Ho appreso con ritardo quella triste notizia, provando sentimenti di tristezza e malinconia. Rispondo alla tua domanda citando la Pfm, l’Equipe 84, i Nomadi, i Pooh e gli stessi Matia Bazar. Spero possa ripetersi la storia di quelle band, ognuna con la propria identità, il proprio vissuto. Ti davano l’idea dell’insieme: mi soffermo su questo concetto, perché rappresenta e rappresenterà sempre l’essenza di un gruppo.
Xtra Factor e X-Factor: le spiace non essere al banco dei giudici in un’edizione del genere? Guardando la cosa da un punto di vista discografico…
Sono sincera, neanche a me dispiace l’idea dell’anno sabbatico (ride), preferisco stare a Xtra Factor, perché mi diverte moltissimo e soprattutto perché, musicalmente, vedo e ascolto tante cose che non mi piacciono e – in tutto il mondo – riscontro una scarsa propensione al rinnovamento. O, forse, sono invecchiata io, chissà. Stando così le cose, meglio stare un po’ defilata e fare da spettatrice divertita di quello che comunque resta un grandissimo spettacolo televisivo.
Una banalità a bruciapelo: quale band, italiana o internazionale, avrebbe voluto scoprire prima degli altri?
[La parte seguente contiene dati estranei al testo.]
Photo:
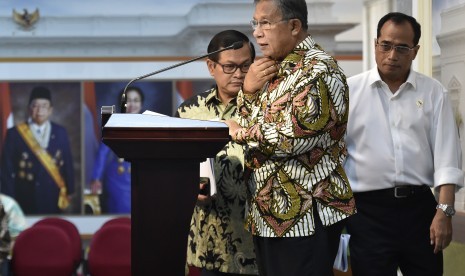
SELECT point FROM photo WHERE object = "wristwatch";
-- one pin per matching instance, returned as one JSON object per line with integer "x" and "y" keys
{"x": 447, "y": 209}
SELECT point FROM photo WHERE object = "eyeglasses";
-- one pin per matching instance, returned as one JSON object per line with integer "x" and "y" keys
{"x": 264, "y": 24}
{"x": 403, "y": 50}
{"x": 230, "y": 68}
{"x": 38, "y": 106}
I Rolling Stones, senza dubbio. Ed è una risposta dettata dal valore sociale che quella band ha avuto in quel particolare contesto storico. Non sapevano solo fare canzoni o stare sopra un palcoscenico, ma s’inserivano alla perfezione in un’epoca che necessitava di simboli così forti, così luminosi.
A proposito di sociale: puntare sulle band, oggi, può essere una scelta dettata dalla voglia di riscoprire lo stare insieme nelle cantine, con quattro amici che si riuniscono spinti dal grande amore per la musica?
Non posso dissentire, del resto negli ultimi anni siamo stati abituati ai singoli interpreti, risultato comunque di un clamoroso lavoro di squadra. Anche i Beatles erano ’quattro amici’, come li definisci tu, ma senza uno come George Martin al seguito, difficilmente avrebbero ottenuto quei risultati: lui è stato quello che ha dato l’eternità al gruppo, miscelando abilmente diversi generi musicali.
Quanto mancherà Morgan a X-Factor?
Moltissimo. Nessuna difficoltà ad ammetterlo. Ci mancherà l’uomo spiritoso, capace di uscire fuori dagli schemi. L’uomo colto, quello che parlava un italiano perfetto e che sapeva coinvolgere tanto il pubblico giovane quanto quello più adulto e strutturato. D’altro canto, era chiaro già da tempo che la sua intenzione fosse quella di farla finita con X-Factor. Si era stufato, la produzione ne ha preso atto ed è finita lì.